Search code examples
postgresqlquery-optimizationpostgisopenstreetmapspatial-query

Postgis query over 2 tables explodes in runtime


Two small postgis queries alone work fine:

SELECT a.name, a.population, a.place 
   FROM SH_POINT a 
   WHERE a.place IN ('hamlet', 'city', 'town', 'village');

Returns 3700 rows in only 0.26s.

SELECT b.name,b.population 
   FROM SH_POLY b 
   WHERE b.boundary='administrative' AND b.admin_level='8';

Return 1161 rows in only 0.35s.

Now I want to combine these results simply based on the name.

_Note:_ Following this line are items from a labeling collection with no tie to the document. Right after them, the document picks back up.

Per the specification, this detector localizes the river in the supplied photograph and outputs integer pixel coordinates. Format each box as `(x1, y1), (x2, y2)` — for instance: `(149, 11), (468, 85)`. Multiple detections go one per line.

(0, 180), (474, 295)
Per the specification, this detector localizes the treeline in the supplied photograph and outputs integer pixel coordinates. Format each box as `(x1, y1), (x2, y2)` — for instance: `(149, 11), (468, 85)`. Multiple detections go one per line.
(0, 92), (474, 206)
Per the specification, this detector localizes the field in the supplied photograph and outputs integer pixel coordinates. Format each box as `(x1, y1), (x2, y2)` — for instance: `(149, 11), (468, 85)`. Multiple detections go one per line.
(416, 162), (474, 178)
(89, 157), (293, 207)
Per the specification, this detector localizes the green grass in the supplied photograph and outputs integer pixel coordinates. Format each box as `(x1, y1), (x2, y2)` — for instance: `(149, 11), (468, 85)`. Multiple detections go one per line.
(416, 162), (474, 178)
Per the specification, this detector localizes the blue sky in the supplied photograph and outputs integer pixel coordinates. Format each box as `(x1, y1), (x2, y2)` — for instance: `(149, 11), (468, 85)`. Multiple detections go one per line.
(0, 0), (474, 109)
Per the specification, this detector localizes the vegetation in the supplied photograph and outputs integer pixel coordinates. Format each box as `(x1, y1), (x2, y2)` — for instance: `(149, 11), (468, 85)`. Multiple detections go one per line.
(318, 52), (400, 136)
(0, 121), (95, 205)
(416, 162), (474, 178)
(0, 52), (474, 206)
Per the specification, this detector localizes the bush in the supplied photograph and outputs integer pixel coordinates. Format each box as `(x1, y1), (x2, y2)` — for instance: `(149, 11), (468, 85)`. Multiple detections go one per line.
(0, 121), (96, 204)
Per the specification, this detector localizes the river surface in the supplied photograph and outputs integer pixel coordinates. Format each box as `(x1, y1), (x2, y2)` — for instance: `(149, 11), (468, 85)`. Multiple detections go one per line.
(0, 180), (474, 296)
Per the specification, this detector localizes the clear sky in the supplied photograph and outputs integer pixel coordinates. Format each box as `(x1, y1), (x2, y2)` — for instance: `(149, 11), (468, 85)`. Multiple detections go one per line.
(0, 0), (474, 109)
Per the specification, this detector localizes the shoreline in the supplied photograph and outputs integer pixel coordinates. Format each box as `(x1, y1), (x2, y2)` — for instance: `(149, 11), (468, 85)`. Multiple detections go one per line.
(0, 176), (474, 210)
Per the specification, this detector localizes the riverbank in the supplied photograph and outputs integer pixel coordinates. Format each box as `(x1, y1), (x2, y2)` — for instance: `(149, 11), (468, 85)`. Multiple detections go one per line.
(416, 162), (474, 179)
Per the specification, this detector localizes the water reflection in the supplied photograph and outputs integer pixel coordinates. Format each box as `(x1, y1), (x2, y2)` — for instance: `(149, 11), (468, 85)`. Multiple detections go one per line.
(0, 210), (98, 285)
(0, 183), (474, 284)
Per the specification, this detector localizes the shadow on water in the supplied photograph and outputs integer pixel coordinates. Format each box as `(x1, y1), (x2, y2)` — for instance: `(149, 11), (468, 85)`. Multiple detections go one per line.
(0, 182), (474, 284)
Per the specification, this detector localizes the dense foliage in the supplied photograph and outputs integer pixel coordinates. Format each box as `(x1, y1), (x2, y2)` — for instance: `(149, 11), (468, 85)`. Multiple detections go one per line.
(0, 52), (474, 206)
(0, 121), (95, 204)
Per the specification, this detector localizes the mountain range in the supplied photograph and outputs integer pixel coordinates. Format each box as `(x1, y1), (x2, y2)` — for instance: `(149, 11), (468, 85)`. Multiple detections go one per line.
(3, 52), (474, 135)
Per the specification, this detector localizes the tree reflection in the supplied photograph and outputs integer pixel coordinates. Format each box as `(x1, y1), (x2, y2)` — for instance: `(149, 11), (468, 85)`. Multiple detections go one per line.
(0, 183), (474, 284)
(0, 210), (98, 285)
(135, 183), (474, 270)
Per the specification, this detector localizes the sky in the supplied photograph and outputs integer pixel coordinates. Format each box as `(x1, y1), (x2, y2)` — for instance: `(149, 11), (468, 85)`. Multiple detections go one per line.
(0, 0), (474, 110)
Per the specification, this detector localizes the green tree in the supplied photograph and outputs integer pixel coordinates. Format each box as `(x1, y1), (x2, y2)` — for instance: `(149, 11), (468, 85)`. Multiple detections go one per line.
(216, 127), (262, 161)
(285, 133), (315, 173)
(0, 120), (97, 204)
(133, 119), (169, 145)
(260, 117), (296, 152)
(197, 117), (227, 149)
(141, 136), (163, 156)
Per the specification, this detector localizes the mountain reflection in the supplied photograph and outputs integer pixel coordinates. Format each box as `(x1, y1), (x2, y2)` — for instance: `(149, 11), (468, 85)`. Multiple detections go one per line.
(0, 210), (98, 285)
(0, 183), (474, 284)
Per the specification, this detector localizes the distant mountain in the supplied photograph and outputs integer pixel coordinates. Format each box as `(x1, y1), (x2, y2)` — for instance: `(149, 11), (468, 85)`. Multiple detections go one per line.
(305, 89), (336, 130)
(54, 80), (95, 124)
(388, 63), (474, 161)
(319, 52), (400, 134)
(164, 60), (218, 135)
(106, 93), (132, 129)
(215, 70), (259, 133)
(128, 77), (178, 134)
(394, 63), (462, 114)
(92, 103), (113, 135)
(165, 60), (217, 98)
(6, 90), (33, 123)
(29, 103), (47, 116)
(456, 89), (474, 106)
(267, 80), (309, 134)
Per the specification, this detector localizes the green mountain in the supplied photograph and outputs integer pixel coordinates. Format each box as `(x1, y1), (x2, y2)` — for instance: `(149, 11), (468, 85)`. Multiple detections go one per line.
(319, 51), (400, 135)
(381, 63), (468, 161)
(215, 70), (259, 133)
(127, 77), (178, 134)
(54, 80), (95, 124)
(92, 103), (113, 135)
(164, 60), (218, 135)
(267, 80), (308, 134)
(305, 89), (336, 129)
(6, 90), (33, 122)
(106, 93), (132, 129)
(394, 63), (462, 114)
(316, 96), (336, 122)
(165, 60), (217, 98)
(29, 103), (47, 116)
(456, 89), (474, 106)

With such small datasets it should be no problem but

SELECT a.name, a.population, a.place, b.population 
   FROM SH_POINT a, SH_POLY b 
   WHERE a.place in ('hamlet', 'city', 'town', 'village') 
      AND b.boundary='administrative' AND b.admin_level='8' 
      AND a.name = b.name;

takes over 16 minutes for only 1273 rows!

Other variants like

WITH 
   a AS (SELECT name, population, place 
            FROM SH_POINT 
            WHERE place IN ('hamlet', 'city', 'town', 'village') ), 
   b AS (SELECT name, population 
            FROM SH_POLY 
            WHERE boundary='administrative' AND admin_level='8' ) 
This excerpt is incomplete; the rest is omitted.